A photo of the powerful tornado that ripped through west-central Minnesota on July 8, 2020 is the feature image on posters for an upcoming Hollywood film about dangerous tornadoes.
"13 Minutes" hits theaters Oct. 29. It's about a group of families in a town in the heartland of America who have 13 minutes – the average warning time in advance of a tornado – to take shelter "before the largest tornado on record ravages the town, leaving them searching for their loved ones and fighting for their lives."
On the cover of the movie poster is a photo of the deadly twister that ripped through Minnesota last summer. One of the storm chasers who captured video and photos of nature's fury is Melanie Metz, better known by some in the storm chasing community as one of the "Twister Sisters."
Metz, who lives in Champlin, followed the twister as it carved a 9-mile path from west of Ashby to east of Dalton. It was on the ground for 31 minutes and achieved EF-4 status with 170 mph winds, making it a high-end tornado capable of producing extreme damage.

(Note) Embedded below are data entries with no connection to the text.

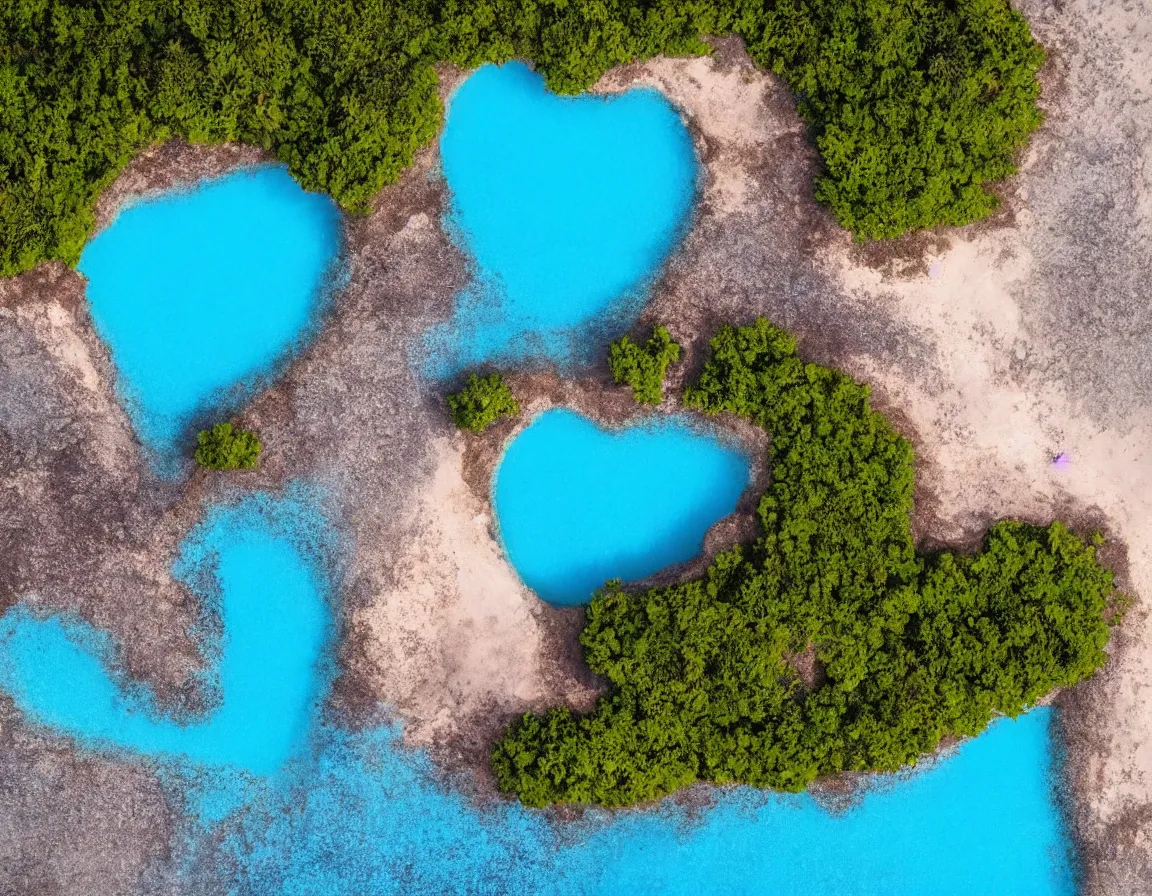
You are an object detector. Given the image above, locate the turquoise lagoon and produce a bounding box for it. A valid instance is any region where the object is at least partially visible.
[0,66,1075,896]
[0,495,332,774]
[0,496,1075,896]
[492,410,749,606]
[425,62,697,377]
[79,166,340,474]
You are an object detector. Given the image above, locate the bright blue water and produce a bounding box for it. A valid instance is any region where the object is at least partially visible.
[492,410,749,606]
[79,166,340,474]
[427,62,696,375]
[0,488,331,774]
[0,66,1074,896]
[214,709,1075,896]
[0,498,1075,896]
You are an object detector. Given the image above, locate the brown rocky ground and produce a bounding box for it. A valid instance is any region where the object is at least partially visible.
[0,0,1152,896]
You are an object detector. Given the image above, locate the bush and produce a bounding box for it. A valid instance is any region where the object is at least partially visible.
[492,320,1113,806]
[448,373,520,434]
[0,0,1043,275]
[196,423,264,470]
[608,327,680,404]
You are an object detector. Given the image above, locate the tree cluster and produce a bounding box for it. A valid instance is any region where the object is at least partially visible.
[608,327,680,404]
[493,320,1115,806]
[448,373,520,434]
[0,0,1043,275]
[196,423,264,470]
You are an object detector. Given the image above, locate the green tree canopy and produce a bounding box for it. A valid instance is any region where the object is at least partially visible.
[448,373,520,434]
[0,0,1044,275]
[196,423,264,470]
[493,320,1114,806]
[608,327,680,404]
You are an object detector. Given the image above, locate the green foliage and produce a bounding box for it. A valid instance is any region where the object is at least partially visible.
[196,423,264,470]
[493,320,1113,806]
[608,327,680,404]
[737,0,1044,238]
[448,373,520,434]
[0,0,1043,275]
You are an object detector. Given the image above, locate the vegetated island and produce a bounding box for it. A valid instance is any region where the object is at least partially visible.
[492,319,1123,806]
[0,0,1044,276]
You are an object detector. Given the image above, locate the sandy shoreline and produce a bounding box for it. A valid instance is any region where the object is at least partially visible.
[0,0,1152,896]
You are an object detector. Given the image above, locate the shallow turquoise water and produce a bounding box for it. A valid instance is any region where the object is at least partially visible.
[217,709,1075,896]
[0,498,1075,896]
[0,488,331,774]
[492,410,749,605]
[79,166,340,473]
[0,64,1075,896]
[425,62,697,375]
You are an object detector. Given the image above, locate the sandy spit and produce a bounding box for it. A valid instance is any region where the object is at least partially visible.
[0,0,1152,896]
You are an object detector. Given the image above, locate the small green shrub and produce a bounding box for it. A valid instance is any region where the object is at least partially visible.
[196,423,264,470]
[448,373,520,434]
[608,327,680,404]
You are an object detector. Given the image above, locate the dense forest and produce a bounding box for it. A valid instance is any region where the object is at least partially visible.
[0,0,1043,275]
[493,320,1116,806]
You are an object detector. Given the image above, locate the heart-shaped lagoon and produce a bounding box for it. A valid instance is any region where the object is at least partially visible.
[79,166,340,471]
[430,62,697,375]
[493,410,749,606]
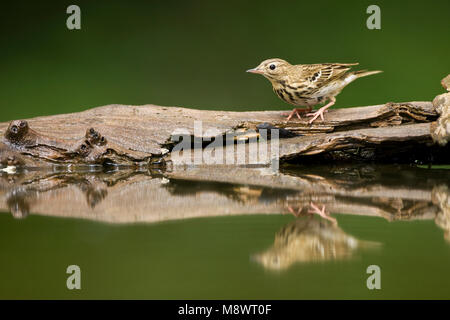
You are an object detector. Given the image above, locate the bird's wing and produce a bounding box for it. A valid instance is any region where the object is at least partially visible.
[294,63,358,88]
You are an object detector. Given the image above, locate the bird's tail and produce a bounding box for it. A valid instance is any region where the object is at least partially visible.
[345,70,383,83]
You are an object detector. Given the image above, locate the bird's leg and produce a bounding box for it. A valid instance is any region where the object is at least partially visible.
[306,97,336,123]
[286,107,312,121]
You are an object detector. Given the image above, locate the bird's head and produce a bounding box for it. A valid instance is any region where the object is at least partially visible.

The slow-moving buzzsaw scarred fields, destroyed any property in came into contact with, and tragically killed one person and injured two others.
How in the world did Metz's photo end up as the feature image for a Hollywood movie? Pure luck, really.
"As I always do, I posted my best images and video footage from the day on social media and my website, MelanieMetzStormChasing.com. Fast forward to 2021, the marketing team for the movie '13 Minutes' found one of my Minnesota tornado photos on my website and purchased a digital version with licensing for commercial use. It was that simple!" Metz told Bring Me The News.
"When I received the email regarding the use of my image for the poster, I was in shock and elated, and cried many tears of joy! I never dreamed that one of my photographs would be randomly selected for a movie cover/poster!"
The 'Light and Dark' of tornadoes
Metz said it was "most beautiful tornado" she's captured in her 20 years traveling the country chasing storms, and the fact that a movie producer wanted to use it marks "a defining moment in my career as a photographer and storm chaser."
Damage surveyors from the National Weather Service concluded that the tornado likely reached maximum EF-4 intensity after crossing Hwy. 82, where it destroyed a machine shop and yard.
Sadly, 30-year-old Seth Nelson, of Battle Lake, was working in the machine shop when the tornado made a direct impact. The Otter Tail County Sheriff's Office said the machine shed and a home on the property were "completely swept off their foundations and blown away."
Two other people were taken to hospitals and released with minor injuries.
It's what Metz called the "Light and Dark of tornadoes."
"While I never want to see destruction or injuries, as a chaser I help relay reports to the National Weather Service real-time from the field. On this day in particular, the storm was in a 'radar hole' so it was hard for the NWS to determine what was happening in lower levels of the storm simply based on the radar image," said Metz.
A radar hole is where the edge of a radar's power meets the edge of a corresponding radar's power. In this case, the storm was rotating and producing a tornado on the extreme ends of the National Weather Service radars in Chanhassen and Grand Forks.
What is the largest tornado ever recorded?
The largest tornado in recorded history was a 2.6-mile-wide twister in 2013 that killed nine people in the area of El Reno, Oklahoma.
The fastest wind speeds recorded in a tornado was 302 mph. It happened during the 1999 F5 tornado that devastate Bridge Creek and Moore in the Oklahoma City metro area.
There have been three tornadoes reaching the F5 status in Minnesota history (since the ratings system was established in 1950).
- June 20, 1957: Fargo-Moorhead tornado
- June 13, 1968: Tracy tornado
- June 16, 1992: Chandler-Lake Wilson tornado
All of those F5 tornadoes had wind speeds of at least 200 mph. The Chandler-Lake Wilson twister produced an estimated maximum wind speed of 260 mph.
Originally from Arizona, Metz's family moved to Minnesota while she was in high school, which allowed her to graduate from common dust devils in the Desert Southwest to tornadoes in the Upper Midwest.
"I'll never forget hiding in my basement that first summer, as the tornado sirens blared. All I wanted to do was watch it! As soon as I got my drivers license, I started driving to see any storms moving through my hometown of St. Cloud," she said.
She hasn't stopped since, and now her work will live forever in Hollywood.
"I hope '13 Minutes' is a blockbuster, as Twister was many years ago," she said.